Prioritization and decision making is often performed in a group context. There are two ways to aggregate individuals' judgments and preferences with AHP, depending on whether the group is assumed to act together as a synergistic group in achieving common objectives, or as separate individuals, each with their own objectives. An example of the former is a group of department heads meeting to set corporate policy. An example of the latter is a group consisting of representative constituencies with stakes in welfare reform, such as taxpayers, those on welfare, welfare providers, politicians, etc.
In the former case, which is by far the most common, the individual judgments are combined by taking the geometric mean of the judgments to derive a "combined" set of priorities for each cluster of objectives in the hierarchy, as well as for alternatives with respect to each of the covering objectives. This is referred to as Aggregating Individual Judgments, or AIJ. It has been shown that the geometric mean is the only aggregation method that will assure that the reciprocal axiom of AHP holds for the combined judgments in a matrix of combined judgments.
In the latter case, overall alternative priorities are computed for each participant and then an average of these priorities is computed. This is referred to as Aggregating Individual Priorities or AIP. In this case, the objectives hierarchy for each participant need not even be the same.
NOTE: Due to the nature of AIP, objectives charts, grid, and all sensitivity analysis pages are disabled when AIP is selected.

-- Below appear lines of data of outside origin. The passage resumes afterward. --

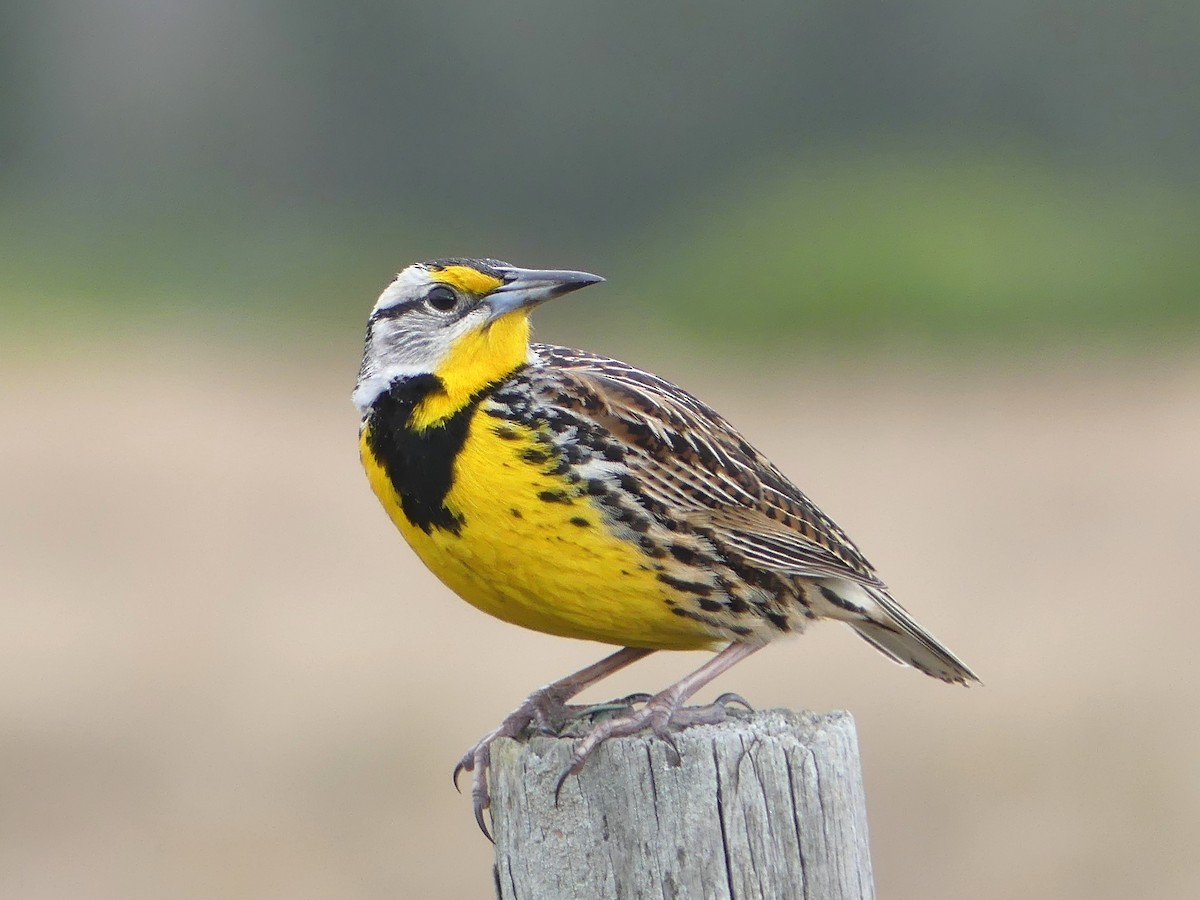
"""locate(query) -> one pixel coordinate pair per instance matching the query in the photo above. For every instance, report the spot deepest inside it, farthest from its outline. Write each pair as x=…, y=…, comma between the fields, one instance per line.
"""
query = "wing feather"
x=691, y=462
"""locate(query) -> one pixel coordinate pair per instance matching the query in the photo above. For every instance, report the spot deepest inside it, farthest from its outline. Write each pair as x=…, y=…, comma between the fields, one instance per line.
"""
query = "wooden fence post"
x=763, y=805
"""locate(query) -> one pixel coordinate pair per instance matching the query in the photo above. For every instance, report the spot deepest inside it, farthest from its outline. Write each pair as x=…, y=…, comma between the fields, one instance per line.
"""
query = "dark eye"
x=442, y=299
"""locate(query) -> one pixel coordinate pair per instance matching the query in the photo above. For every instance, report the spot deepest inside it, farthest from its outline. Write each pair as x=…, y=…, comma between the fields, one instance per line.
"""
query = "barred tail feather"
x=886, y=625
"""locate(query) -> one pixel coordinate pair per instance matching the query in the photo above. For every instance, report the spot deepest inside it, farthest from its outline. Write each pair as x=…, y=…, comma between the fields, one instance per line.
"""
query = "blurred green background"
x=831, y=171
x=940, y=261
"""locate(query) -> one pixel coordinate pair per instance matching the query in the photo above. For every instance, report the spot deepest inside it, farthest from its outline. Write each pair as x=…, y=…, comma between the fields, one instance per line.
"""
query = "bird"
x=580, y=496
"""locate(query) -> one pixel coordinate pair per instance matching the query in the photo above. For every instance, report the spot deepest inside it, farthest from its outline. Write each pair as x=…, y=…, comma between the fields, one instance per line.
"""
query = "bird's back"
x=593, y=499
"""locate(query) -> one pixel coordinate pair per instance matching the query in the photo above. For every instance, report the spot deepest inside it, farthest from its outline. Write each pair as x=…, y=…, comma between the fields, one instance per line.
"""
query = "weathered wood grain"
x=763, y=805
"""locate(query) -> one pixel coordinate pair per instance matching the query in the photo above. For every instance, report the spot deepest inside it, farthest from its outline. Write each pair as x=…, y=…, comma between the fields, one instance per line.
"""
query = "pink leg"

If desired, weighted averages can be computed for each of the above two aggregation methods. Since the geometric average is the nth root of the product of each of the pairwise comparisons, it can be thought of as the product of each person's judgment raised to the 1/nth power, where n is the number of participants. If all participants are considered to be equally important, this is equivalent to the product of each participant's judgment raised to the power of their priority. If all participants are not considered to be equally important, but have priorities designated by w1, w2, … wn, then the geometric average is simply the product of each person's judgment raised to the power of their priority.
For more information see:
Forman, Ernest H., with Peniwati, Kirti "Aggregating Individual Judgments and Priorities with the Analytic Hierarchy Process", European Journal of Operations Research, 108 (1998), 165-169.